Von Red. Gmünd. Erstellt am 01. Juli 2020 (11:27)
Museum Alte Textilfabrik

Die alte Textilgeschichte Europas birgt mehr Zukunftspotential, als man vermuten möchte. In Zeiten wie diesen, in denen die europäischen und regionale Selbstversorgung eine neue Bedeutung bekommt, haben sich viele Waldviertler Betriebe bewährt und zum Beispiel rasch mit der Produktion von dringend benötigten Atemschutzmasken begonnen.

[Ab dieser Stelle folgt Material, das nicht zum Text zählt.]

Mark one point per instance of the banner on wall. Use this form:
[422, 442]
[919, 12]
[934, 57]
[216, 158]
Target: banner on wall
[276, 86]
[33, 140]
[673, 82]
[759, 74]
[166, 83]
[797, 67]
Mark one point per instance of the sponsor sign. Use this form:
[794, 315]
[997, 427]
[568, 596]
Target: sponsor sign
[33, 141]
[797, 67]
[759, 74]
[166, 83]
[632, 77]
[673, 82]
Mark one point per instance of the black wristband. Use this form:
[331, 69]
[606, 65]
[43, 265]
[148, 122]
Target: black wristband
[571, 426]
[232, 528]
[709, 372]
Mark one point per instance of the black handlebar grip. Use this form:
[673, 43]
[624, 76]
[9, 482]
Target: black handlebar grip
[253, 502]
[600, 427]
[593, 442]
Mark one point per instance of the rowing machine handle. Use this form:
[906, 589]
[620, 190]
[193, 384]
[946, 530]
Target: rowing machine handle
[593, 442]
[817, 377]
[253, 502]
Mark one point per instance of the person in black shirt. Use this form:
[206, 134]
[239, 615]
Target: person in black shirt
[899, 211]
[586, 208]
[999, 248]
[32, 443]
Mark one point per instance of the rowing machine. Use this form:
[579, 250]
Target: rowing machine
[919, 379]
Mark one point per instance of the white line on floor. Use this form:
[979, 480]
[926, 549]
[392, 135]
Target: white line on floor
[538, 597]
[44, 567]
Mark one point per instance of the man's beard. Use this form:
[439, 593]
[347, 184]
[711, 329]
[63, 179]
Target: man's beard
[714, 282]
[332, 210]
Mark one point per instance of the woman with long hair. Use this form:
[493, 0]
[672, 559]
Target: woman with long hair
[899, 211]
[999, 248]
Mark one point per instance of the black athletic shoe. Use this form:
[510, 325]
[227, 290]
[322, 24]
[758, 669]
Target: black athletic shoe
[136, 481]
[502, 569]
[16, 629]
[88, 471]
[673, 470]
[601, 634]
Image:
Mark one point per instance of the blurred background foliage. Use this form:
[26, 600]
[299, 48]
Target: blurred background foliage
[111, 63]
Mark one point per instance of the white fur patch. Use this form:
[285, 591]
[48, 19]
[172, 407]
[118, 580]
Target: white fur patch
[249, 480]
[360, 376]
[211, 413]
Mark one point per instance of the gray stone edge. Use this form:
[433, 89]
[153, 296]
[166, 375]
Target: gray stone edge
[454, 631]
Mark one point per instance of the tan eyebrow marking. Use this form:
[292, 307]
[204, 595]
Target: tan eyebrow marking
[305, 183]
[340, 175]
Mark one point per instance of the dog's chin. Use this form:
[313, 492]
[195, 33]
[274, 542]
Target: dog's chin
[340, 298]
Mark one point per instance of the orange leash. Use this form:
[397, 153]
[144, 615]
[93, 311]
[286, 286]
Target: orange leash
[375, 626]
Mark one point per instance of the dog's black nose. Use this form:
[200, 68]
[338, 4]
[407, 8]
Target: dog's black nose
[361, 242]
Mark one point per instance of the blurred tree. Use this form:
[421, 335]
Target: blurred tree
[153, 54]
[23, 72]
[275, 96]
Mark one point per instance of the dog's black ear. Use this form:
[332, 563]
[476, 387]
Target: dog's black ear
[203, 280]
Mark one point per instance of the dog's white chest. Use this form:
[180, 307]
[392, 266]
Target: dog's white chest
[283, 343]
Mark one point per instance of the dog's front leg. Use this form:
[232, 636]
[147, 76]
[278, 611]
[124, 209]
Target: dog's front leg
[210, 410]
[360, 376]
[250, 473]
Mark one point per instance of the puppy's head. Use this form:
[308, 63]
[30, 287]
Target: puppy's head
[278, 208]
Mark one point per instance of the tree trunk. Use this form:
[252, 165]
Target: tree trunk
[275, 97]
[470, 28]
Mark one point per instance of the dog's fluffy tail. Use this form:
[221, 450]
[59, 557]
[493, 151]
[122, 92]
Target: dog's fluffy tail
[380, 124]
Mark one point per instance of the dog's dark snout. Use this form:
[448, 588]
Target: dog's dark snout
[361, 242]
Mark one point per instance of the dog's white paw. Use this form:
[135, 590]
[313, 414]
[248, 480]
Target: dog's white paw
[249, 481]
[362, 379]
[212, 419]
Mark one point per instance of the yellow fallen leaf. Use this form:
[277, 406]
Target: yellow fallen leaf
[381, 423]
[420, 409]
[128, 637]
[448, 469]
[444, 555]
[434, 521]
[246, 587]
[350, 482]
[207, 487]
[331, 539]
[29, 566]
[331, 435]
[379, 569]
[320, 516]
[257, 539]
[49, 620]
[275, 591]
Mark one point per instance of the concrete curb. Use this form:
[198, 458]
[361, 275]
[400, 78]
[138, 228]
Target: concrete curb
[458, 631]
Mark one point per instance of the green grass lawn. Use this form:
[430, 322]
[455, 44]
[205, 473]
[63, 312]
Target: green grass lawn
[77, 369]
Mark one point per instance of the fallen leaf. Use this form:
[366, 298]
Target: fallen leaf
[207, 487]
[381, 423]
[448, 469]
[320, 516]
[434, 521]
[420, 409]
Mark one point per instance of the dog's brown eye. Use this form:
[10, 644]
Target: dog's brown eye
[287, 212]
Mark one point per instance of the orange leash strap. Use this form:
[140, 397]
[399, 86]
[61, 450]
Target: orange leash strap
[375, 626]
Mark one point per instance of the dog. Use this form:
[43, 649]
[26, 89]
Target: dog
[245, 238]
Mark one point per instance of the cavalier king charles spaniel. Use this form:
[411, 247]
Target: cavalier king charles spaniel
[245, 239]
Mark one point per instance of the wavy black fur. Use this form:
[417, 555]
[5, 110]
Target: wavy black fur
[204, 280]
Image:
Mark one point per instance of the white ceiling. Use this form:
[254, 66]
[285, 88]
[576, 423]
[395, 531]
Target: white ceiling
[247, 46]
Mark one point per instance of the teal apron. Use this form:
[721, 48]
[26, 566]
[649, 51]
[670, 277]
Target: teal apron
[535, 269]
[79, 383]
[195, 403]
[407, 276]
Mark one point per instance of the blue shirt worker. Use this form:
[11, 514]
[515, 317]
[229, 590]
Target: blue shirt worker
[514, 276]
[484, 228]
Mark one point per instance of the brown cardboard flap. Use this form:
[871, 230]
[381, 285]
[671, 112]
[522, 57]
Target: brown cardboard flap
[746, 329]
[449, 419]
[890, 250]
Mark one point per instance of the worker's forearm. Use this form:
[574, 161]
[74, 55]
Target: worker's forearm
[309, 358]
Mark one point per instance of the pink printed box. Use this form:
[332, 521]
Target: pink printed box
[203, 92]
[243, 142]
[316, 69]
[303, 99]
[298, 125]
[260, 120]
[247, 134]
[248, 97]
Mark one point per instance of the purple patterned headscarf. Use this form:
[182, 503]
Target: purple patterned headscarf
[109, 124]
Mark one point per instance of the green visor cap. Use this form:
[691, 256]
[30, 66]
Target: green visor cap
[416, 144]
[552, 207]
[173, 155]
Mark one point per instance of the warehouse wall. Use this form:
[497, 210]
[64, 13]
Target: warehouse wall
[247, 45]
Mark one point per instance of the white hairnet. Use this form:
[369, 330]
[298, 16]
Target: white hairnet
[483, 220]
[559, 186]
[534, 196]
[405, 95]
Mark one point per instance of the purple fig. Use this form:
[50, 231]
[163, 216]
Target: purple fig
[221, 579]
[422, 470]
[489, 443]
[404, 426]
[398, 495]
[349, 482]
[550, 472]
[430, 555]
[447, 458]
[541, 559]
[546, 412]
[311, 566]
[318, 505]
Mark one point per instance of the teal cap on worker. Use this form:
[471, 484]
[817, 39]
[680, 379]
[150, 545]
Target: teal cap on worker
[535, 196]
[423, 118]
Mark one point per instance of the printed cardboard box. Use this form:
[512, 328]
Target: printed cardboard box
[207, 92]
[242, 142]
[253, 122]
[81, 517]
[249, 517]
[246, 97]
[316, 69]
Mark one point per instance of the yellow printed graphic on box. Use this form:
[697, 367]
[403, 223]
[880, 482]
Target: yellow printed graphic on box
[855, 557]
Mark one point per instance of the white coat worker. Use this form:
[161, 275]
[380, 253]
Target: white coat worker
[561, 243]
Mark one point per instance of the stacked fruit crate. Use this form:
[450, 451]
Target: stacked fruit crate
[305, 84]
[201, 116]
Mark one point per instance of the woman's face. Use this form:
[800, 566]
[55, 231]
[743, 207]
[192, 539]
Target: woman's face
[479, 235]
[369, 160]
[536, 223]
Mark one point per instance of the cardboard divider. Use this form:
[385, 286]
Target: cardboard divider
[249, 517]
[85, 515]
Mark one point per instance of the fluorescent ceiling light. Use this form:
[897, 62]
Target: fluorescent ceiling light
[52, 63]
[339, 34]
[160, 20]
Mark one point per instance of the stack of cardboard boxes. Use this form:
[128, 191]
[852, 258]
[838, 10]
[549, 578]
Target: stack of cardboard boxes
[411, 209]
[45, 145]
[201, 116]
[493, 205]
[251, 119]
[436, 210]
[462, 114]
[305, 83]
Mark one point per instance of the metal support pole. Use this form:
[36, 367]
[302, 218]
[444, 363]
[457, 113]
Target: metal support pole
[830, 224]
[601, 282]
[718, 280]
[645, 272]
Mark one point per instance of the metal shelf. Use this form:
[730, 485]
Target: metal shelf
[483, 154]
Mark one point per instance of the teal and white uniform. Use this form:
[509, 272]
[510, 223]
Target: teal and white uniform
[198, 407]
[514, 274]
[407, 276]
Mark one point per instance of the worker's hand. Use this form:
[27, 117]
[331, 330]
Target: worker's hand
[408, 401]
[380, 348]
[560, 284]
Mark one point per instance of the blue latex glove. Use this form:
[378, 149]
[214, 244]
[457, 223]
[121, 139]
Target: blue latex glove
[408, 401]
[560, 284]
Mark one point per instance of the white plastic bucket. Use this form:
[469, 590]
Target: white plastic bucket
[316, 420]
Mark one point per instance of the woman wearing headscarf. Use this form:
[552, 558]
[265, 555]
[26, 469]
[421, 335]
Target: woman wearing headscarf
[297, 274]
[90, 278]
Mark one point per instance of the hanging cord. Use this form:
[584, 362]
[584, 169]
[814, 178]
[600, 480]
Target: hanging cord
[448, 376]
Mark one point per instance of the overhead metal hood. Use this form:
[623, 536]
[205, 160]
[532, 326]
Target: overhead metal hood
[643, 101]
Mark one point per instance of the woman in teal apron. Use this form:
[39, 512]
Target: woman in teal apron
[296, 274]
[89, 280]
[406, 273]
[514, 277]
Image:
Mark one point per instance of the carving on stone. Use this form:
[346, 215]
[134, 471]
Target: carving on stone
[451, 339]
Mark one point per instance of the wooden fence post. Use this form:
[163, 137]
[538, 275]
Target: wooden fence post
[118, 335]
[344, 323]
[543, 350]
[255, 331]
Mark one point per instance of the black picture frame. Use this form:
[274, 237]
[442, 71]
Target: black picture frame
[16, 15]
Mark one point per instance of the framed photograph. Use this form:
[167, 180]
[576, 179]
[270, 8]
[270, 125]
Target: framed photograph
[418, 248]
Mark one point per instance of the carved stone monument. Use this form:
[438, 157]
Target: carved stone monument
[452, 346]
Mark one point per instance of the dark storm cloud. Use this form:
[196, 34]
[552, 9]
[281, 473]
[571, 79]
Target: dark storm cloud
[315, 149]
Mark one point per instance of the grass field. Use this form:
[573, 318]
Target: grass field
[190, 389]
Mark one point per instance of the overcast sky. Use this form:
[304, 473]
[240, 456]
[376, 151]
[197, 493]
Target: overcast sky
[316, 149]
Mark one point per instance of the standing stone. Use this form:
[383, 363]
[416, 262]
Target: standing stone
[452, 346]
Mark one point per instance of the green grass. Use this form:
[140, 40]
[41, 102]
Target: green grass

Diese besonders auch für Kulturveranstalter und Museen herausfordernde Zeit hat die Obfrau des Museums Alte Textilfabrik, Brigitte Temper-Samhaber, auf eine neue Idee gebracht: „Wir hätten heuer im in unserem Haus das Thema Hochzeit als Sonderausstellung zeigen wollen – es ist mir jedoch emotional einfach nicht möglich, dieses so fröhliche Thema, in Zeiten wie diesen, zu bearbeiten. Nun haben wir beschlossen, es auf das kommende Jahr zu verschieben.“

Zum 30-jährigen Jubiläum des Museums suchte sie ein Thema, das in diese eigenartige Zeit passen würde: „Ich denke, es macht Sinn, sich mit der Vergangenheit und der Zukunft der Textilerzeugung in unserer Region auseinanderzusetzen, gerade jetzt, da durch die Coronakrise sichtbar wird, welche großen Lücken in der Versorgung durch die Globalisierung entstanden sind“, erklärt die Obfrau.
Die Sonderausstellung zeigt anhand exemplarisch ausgewählter Betriebe mittels Geschichten und Exponaten aus deren Vergangenheit, Gegenwart und Zukunft auf, welche großartigen Unternehmen sich in der  Region noch – und hoffentlich zukünftig verstärkt – mit Textil beschäftigen.

Das Museum, das von Prof. Albert Hackl und Andrea Komlosy vor 30 Jahren im Gebäude der alten „Hacklfabrik“ begründet wurde und heuer einen runden Geburtstag feiert, kann bei der Sonderausstellung auf die Initiativen der letzten Jahre aufbauen.
Im Vorjahr hatte man in Kooperation mit dem Südböhmischen Museum in Budweis zwei internationale Textilkongresse organisiert und dabei auch positive Blicke in die Zukunft werfen können (die NÖN berichtete).


Das Museum Alte Textilfabrik und die Sonderausstellung über die gegenwärtige Textilproduktion im Waldviertel sind ab 3. Juli wieder geöffnet.